Intensity of fire increased greatly Saturday morning, Mr. James reported. Some shots were falling wild, he said, and endangering the Panay to such an extent that Americans ashore were warned to be ready to leave on her at any moment.
At 1 p.m. Saturday, he wired that water, electric power and telephone service was cut off. Two Japanese planes were then flying over the Panay.
Japanese moved up big guns, he reported at 3 p.m. Saturday, and brought the Panay, British warships and U.S. and British merchant ships in grave danger. Lt. Cdr.
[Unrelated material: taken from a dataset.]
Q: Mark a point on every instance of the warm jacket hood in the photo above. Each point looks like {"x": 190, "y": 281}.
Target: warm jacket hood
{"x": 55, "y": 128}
Hughes decided to upriver and got underway while Mr. James was returning from a cruise down the river by launch to inspect fires burning at Pukow and Hsiakwan.
Taken aboard ship
Just as the Panay got underway, Mr. James reported, a group of Americans ashore were seen waving frantically and a boat was sent to pick them up. Mr. James joined the ship along with the Americans, who included Roy Squires (former captain of Washington University football team), Norman Alley (newsreel man), Eric Mayell (Movietone man) and James Marshall of Collier’s, who had accompanied Mr. James.
Mr. James wired:
We are heading directly into the line of fire. Huge splashes from shells are a few hundred yards ahead of us.
He commented that he divided his time between dashes to the deck to watch and intervals of typing his messages for the ship’s wireless in the little hospital or sick bay.
The decks are crowded with members of the crew, Embassy attachés and refugees watching the fire, now dotting the shore and the river alike. Officers and men are taking it with seamen’s calm and the passengers show their excitement only by unusual jocularity.
Next, he wired:
We seem to have passed the danger zone – it took us 25 minutes.
The Panay went first 12 miles up, then 25. Then its radio went dead yesterday at lunchtime.